A cultural system for short-season cotton, Gossypium spp., incorporating narrow rows (two rows ca. 36 cm apart on beds spaced ca. 102 cm apart) and early irrigation cutoff resulted in early-maturing cotton in Imperial Valley, Calif., with harvests completed by 24 August 1978. Yields were over 4,000 kg of seed cotton per ha with no insecticide applied for insect control. Cotton yields in systems with full-season, conventional-row (one row on a bed, 102 cm between rows) cultivation without insecticide treatments but with five additional irrigations were significantly lower than those in the short-season system in August and after full-season production on 15 November 1978. The early maturation of the crop in the short-season system avoided infestations of late-season, Pectinophora gossypiella (Saunders), reduced larval population in the bolls, trash, and soil (75%) in the fall, and reduced spring emergence of moths from overwintered larvae (81%) relative to the same parameters from the conventional full-season cotton crop.
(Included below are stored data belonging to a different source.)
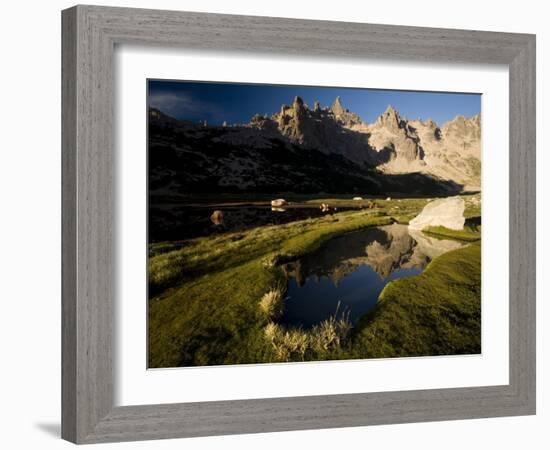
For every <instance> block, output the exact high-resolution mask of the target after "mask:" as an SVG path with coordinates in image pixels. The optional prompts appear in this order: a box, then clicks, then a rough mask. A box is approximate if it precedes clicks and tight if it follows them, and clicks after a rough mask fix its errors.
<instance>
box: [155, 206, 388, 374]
mask: <svg viewBox="0 0 550 450" xmlns="http://www.w3.org/2000/svg"><path fill="white" fill-rule="evenodd" d="M389 223H391V219H390V218H389V217H378V216H375V215H374V216H373V215H371V214H370V213H369V212H346V213H339V214H335V215H334V216H325V217H322V218H318V219H309V220H304V221H299V222H293V223H290V224H286V225H281V226H271V227H262V228H255V229H253V230H250V231H248V232H247V233H244V234H242V235H239V236H238V239H236V236H237V235H236V234H235V233H232V234H229V235H224V236H220V237H215V238H199V239H194V240H190V241H188V242H187V244H186V245H185V246H183V247H181V248H180V249H177V250H173V251H170V252H167V253H162V254H159V255H156V256H153V257H151V258H149V274H150V275H149V276H150V282H149V290H150V293H154V297H153V298H151V299H150V300H149V366H150V367H174V366H181V365H210V364H235V363H250V362H261V361H271V360H276V355H275V354H274V351H273V348H272V347H271V346H270V345H269V343H268V342H267V341H266V339H265V337H264V327H265V325H266V324H267V320H268V319H267V318H266V315H265V313H262V311H261V309H260V307H259V302H260V300H261V298H262V297H263V296H264V294H265V293H266V292H268V291H269V290H271V289H272V288H273V286H277V285H280V284H281V283H285V278H284V275H283V273H282V270H281V269H280V268H279V267H277V266H270V265H269V264H268V265H266V260H270V259H273V258H280V257H281V256H282V257H284V258H285V259H289V258H293V257H299V256H301V255H303V254H305V253H307V252H311V251H313V250H315V249H317V248H319V246H320V245H322V243H323V242H326V241H327V240H328V239H330V238H331V237H334V236H337V235H339V234H342V233H346V232H350V231H354V230H357V229H361V228H364V227H367V226H373V225H386V224H389Z"/></svg>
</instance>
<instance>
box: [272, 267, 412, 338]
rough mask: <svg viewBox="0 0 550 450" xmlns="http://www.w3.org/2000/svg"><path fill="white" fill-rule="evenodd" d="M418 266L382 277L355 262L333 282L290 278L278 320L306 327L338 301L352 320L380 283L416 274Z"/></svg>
mask: <svg viewBox="0 0 550 450" xmlns="http://www.w3.org/2000/svg"><path fill="white" fill-rule="evenodd" d="M421 272H422V269H398V270H395V271H394V272H392V273H391V274H390V275H389V276H388V277H387V278H385V279H382V278H381V277H380V275H378V274H377V273H376V272H375V271H374V270H373V269H372V268H371V267H369V266H367V265H364V266H359V267H358V268H357V269H356V270H355V271H353V272H352V273H351V274H349V275H347V276H346V277H344V278H343V279H341V280H340V281H339V282H338V284H337V285H336V284H335V283H334V281H333V280H331V279H330V278H328V277H325V276H322V277H320V278H317V277H316V276H315V275H312V276H309V277H308V278H307V280H306V282H305V284H304V285H303V286H301V287H300V286H298V283H296V280H295V279H293V278H291V279H290V280H289V283H288V293H287V297H288V298H287V300H286V301H285V316H284V318H283V320H282V323H285V324H288V325H301V326H302V327H304V328H309V327H311V326H312V325H315V324H317V323H319V322H322V321H323V320H325V319H326V318H327V317H329V316H330V315H333V314H334V313H335V311H336V308H337V306H338V302H339V301H340V308H339V313H340V312H342V311H345V312H349V318H350V320H351V321H352V323H356V322H357V320H358V319H359V318H360V317H361V316H362V315H363V314H365V313H367V312H368V311H370V310H371V309H372V308H373V307H374V306H375V305H376V301H377V300H378V296H379V295H380V292H382V289H383V288H384V286H385V285H386V284H387V283H389V282H390V281H391V280H395V279H397V278H401V277H406V276H411V275H417V274H419V273H421Z"/></svg>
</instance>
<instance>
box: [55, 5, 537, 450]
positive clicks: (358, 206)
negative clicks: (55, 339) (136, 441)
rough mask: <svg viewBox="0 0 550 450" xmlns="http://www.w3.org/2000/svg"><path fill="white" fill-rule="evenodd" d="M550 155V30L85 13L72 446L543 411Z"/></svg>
mask: <svg viewBox="0 0 550 450" xmlns="http://www.w3.org/2000/svg"><path fill="white" fill-rule="evenodd" d="M327 35H330V36H331V39H330V40H327V39H324V38H323V36H327ZM534 169H535V38H534V36H532V35H524V34H509V33H489V32H481V31H464V30H445V29H431V28H415V27H400V26H389V25H370V24H357V23H338V22H319V21H305V20H293V19H277V18H266V17H245V16H228V15H216V14H199V13H187V12H173V11H154V10H140V9H126V8H108V7H97V6H77V7H73V8H71V9H68V10H66V11H63V399H62V401H63V417H62V434H63V437H64V438H65V439H68V440H70V441H73V442H77V443H92V442H109V441H122V440H138V439H158V438H170V437H190V436H207V435H219V434H233V433H252V432H267V431H283V430H298V429H315V428H326V427H345V426H359V425H370V424H387V423H401V422H412V421H429V420H451V419H461V418H478V417H491V416H505V415H521V414H534V412H535V283H534V277H535V270H534V267H535V266H534V264H535V261H534V258H535V256H534V255H535V252H534V245H535V220H534V219H535V193H534V187H535V178H534V176H535V173H534ZM404 374H406V376H404Z"/></svg>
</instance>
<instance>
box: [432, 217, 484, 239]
mask: <svg viewBox="0 0 550 450" xmlns="http://www.w3.org/2000/svg"><path fill="white" fill-rule="evenodd" d="M478 219H481V218H479V217H472V218H470V219H467V220H466V223H465V224H464V228H463V229H462V230H451V229H449V228H445V227H441V226H439V227H426V228H424V229H423V230H422V232H423V233H426V234H430V235H433V236H435V237H442V238H451V239H456V240H459V241H465V242H474V241H479V240H480V239H481V220H478Z"/></svg>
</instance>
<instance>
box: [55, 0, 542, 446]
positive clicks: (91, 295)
mask: <svg viewBox="0 0 550 450" xmlns="http://www.w3.org/2000/svg"><path fill="white" fill-rule="evenodd" d="M62 32H63V42H62V82H63V87H62V106H63V111H62V122H63V125H62V147H63V148H62V152H63V155H62V174H63V181H62V197H63V198H62V205H63V218H62V228H63V230H62V233H63V245H62V257H63V263H62V270H63V280H62V327H63V330H62V366H63V367H62V372H63V376H62V409H63V412H62V437H63V438H64V439H67V440H69V441H72V442H75V443H95V442H109V441H128V440H140V439H160V438H177V437H190V436H209V435H221V434H235V433H259V432H272V431H284V430H303V429H317V428H334V427H350V426H361V425H373V424H388V423H403V422H420V421H434V420H451V419H467V418H481V417H495V416H512V415H526V414H534V413H535V131H536V130H535V36H534V35H529V34H510V33H494V32H484V31H465V30H450V29H435V28H417V27H408V26H389V25H371V24H360V23H342V22H328V21H309V20H294V19H280V18H269V17H247V16H234V15H219V14H202V13H188V12H174V11H156V10H143V9H126V8H110V7H97V6H75V7H73V8H70V9H67V10H65V11H63V13H62ZM127 43H129V44H147V45H157V46H163V47H182V48H191V49H198V50H202V49H204V50H212V49H213V50H227V51H239V52H264V53H268V54H278V55H288V54H294V55H299V54H304V55H316V56H322V57H327V58H342V57H345V58H356V59H361V58H391V59H397V60H401V59H406V60H412V61H428V62H431V61H434V62H465V63H474V64H478V63H481V64H505V65H507V66H508V68H509V86H510V110H509V111H510V120H509V123H510V128H509V133H510V141H509V142H510V204H509V206H510V224H509V227H510V279H509V292H510V299H509V301H510V310H509V311H510V312H509V314H510V323H509V325H510V332H509V336H510V341H509V350H510V354H509V361H510V371H509V374H510V375H509V384H508V385H502V386H487V387H472V388H452V389H430V390H420V391H419V390H416V391H403V392H378V393H360V394H345V395H322V396H306V397H286V398H275V399H260V400H237V401H215V402H198V403H179V404H163V405H139V406H116V407H115V406H114V403H113V378H114V374H113V362H112V358H113V326H114V323H113V322H114V320H113V313H114V308H113V305H114V275H113V274H114V268H115V267H114V261H113V243H114V242H113V240H114V236H113V233H114V232H113V229H114V227H113V215H114V211H113V208H114V207H115V202H114V193H113V189H114V184H115V183H114V180H113V177H114V171H113V160H114V152H115V147H114V144H113V141H114V139H113V123H114V116H113V99H114V92H113V84H114V82H113V54H114V49H115V45H116V44H127ZM489 170H498V169H497V168H491V169H489ZM486 270H489V269H486Z"/></svg>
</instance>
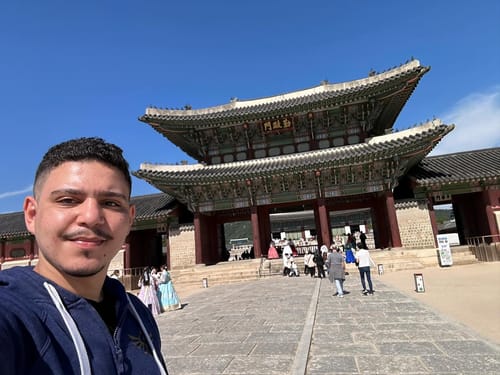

Cotton yields in full-season narrow-row and conventional-row systems were significantly higher when the top crop was protected from pink bollworm losses with insecticides. Cotton yields of several short-season and full-season cotton varieties and cultivars, grown under the narrow-row, short-season system, were not significantly different. Thus, currently available commercial cultivars and short-season variety genotypes are adaptable to short-season cotton growing conditions in the Southwest.